Since the Beslan attack, the Russians have intensified their hunt for Islamic
rebels. In the spring they killed Aslan Maskhadov, the former Chechen president,
and several other senior rebel commanders.
Basayev remains at large, however, and only recently defended his men's actions
in Beslan in an interview in which he threatened further attacks.
The violence continues across Chechnya and in Ingushetia — whose prime minister
narrowly escaped an assassination attempt last week. There have been more than
70 terrorist attacks since the beginning of the year in neighbouring Dagestan, a
clear sign that the conflict is spreading.
"I used to have great respect for Putin," said Ludmilla Jimiyev whose son, Oleg,
15, died in the siege. "Even Oleg used to look up to him because, like the
president, he loved judo. I hate the terrorists for destroying my life but with
his policies Putin has failed us.
"His government only worried about killing the terrorists, not saving our
children. That is why he doesn't want to meet us.

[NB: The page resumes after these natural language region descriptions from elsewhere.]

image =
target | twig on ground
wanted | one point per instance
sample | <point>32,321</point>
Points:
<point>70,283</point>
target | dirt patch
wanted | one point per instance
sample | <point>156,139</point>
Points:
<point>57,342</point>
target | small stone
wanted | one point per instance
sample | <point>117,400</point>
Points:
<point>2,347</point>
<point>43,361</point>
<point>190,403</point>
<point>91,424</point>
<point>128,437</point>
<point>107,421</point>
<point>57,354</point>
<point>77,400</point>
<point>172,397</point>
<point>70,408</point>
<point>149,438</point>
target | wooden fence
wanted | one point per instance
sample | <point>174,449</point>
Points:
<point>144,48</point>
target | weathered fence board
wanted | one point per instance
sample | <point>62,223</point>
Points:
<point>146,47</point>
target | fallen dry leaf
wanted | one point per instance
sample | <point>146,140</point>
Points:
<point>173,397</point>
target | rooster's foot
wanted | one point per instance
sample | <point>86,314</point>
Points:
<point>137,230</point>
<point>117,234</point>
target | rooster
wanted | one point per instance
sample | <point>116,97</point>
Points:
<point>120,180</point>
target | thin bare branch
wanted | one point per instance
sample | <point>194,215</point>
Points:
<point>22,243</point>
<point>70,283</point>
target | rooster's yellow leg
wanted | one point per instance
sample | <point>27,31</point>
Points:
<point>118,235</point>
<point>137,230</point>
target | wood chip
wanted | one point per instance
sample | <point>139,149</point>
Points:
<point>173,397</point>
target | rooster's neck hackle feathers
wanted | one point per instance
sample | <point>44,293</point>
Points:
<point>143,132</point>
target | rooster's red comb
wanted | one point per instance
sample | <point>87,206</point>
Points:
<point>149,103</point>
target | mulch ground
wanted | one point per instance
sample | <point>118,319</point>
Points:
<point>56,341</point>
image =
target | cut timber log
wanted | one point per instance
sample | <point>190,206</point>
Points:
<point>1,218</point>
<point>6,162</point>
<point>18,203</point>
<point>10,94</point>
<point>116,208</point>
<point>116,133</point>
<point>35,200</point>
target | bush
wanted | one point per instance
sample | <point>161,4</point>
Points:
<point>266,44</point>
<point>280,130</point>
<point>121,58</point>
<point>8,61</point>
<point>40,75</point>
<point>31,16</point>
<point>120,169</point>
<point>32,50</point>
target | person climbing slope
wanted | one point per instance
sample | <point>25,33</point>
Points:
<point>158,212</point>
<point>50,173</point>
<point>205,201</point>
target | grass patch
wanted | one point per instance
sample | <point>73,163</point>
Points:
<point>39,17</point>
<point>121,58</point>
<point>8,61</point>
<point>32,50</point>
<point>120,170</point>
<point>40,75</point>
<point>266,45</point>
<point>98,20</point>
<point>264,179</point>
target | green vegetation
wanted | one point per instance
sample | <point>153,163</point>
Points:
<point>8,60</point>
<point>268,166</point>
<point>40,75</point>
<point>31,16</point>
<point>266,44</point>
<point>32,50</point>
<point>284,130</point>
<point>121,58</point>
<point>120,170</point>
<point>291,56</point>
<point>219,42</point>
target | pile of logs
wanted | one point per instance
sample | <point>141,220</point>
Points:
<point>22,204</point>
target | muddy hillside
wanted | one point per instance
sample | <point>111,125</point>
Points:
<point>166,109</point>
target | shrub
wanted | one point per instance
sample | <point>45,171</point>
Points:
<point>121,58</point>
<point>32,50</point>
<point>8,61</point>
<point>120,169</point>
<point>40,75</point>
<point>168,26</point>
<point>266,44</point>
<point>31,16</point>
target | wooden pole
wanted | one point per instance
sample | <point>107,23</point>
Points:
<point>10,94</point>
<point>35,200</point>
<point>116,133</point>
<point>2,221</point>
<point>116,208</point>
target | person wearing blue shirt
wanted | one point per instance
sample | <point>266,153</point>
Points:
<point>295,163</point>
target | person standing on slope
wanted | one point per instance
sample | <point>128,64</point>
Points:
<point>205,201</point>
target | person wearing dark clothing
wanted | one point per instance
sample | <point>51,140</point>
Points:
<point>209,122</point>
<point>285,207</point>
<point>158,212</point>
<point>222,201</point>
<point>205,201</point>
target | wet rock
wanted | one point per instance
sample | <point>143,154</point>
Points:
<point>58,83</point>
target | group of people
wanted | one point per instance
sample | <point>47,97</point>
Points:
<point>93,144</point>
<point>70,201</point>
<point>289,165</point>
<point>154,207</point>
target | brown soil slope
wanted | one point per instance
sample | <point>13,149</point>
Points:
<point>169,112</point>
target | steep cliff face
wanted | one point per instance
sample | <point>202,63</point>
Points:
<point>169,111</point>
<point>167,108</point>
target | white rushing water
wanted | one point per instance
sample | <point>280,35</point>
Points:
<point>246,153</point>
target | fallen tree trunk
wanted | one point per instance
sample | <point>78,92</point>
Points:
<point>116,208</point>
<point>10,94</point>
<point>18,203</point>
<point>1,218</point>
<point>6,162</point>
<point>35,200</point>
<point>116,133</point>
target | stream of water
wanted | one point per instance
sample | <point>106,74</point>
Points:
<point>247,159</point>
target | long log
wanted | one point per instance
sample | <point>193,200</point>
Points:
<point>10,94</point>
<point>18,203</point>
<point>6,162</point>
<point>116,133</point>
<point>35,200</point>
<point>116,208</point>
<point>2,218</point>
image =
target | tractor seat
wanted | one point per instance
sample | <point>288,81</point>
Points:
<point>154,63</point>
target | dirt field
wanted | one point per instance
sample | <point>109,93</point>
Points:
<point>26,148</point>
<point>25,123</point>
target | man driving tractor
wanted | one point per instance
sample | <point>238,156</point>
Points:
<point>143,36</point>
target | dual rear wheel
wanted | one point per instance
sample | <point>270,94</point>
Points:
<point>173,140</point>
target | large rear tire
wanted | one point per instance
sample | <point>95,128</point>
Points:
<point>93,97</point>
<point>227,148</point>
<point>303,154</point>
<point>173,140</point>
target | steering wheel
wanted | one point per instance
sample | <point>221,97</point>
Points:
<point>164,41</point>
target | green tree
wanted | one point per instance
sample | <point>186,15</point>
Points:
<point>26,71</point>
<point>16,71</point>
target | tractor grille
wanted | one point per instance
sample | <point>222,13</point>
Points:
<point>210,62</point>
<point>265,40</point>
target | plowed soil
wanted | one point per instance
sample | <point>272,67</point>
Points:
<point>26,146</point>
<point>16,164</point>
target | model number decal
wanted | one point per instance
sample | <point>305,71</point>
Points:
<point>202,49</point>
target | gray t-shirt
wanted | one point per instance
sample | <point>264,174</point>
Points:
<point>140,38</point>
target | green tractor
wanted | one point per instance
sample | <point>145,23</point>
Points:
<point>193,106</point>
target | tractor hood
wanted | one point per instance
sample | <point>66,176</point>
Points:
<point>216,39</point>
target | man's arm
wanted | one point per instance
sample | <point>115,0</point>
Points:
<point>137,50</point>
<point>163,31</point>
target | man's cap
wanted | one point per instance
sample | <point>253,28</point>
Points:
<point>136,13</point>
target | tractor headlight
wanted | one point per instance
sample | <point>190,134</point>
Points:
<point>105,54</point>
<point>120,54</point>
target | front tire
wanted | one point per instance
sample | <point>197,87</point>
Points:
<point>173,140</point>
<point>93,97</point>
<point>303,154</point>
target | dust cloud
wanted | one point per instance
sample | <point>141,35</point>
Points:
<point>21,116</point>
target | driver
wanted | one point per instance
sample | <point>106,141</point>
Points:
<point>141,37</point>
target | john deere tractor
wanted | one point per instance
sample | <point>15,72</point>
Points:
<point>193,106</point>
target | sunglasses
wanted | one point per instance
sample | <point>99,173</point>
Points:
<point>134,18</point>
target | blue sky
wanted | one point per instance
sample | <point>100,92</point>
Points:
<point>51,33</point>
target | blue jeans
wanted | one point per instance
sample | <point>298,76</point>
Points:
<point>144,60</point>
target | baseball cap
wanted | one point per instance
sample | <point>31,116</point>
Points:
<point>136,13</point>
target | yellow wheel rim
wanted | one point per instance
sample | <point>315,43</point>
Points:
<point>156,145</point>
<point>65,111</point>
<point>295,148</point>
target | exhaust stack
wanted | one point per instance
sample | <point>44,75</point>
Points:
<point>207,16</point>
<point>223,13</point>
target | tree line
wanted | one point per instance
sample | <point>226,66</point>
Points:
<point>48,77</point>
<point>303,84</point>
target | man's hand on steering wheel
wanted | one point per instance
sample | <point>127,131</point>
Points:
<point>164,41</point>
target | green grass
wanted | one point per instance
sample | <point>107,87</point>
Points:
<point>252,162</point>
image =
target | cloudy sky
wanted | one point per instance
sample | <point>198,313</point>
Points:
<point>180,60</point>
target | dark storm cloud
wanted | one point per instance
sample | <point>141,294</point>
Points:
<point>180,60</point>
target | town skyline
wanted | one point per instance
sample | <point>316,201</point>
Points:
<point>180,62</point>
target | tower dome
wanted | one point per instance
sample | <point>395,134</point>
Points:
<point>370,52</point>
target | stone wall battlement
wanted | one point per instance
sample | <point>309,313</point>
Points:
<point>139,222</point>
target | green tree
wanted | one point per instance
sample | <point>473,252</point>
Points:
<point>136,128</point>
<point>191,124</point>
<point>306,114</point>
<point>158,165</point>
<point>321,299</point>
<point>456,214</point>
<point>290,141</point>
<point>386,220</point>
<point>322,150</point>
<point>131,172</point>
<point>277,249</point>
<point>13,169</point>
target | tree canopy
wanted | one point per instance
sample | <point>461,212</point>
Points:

Because then he would have to
look into our eyes and would not know what to say."
THE QUESTIONS
Many questions asked by victims' relatives remain unanswered?
Why have investigators failed to establish the identity of 12 of the 32 Chechen
hostage-takers?
Why did police not prevent a busload of heavily armed terrorists driving into
the town?
Why did the authorities play down the number of hostages held during the siege?
Why did officials claim the terrorists had made no demands when they had, and
insist negotiations had begun when they had not?
Did Russian forces trigger the final explosions by opening fire on the school?
Why were only two ageing fire engines stationed at the school?
Why have no officials been put on trial for their mishandling of the siege?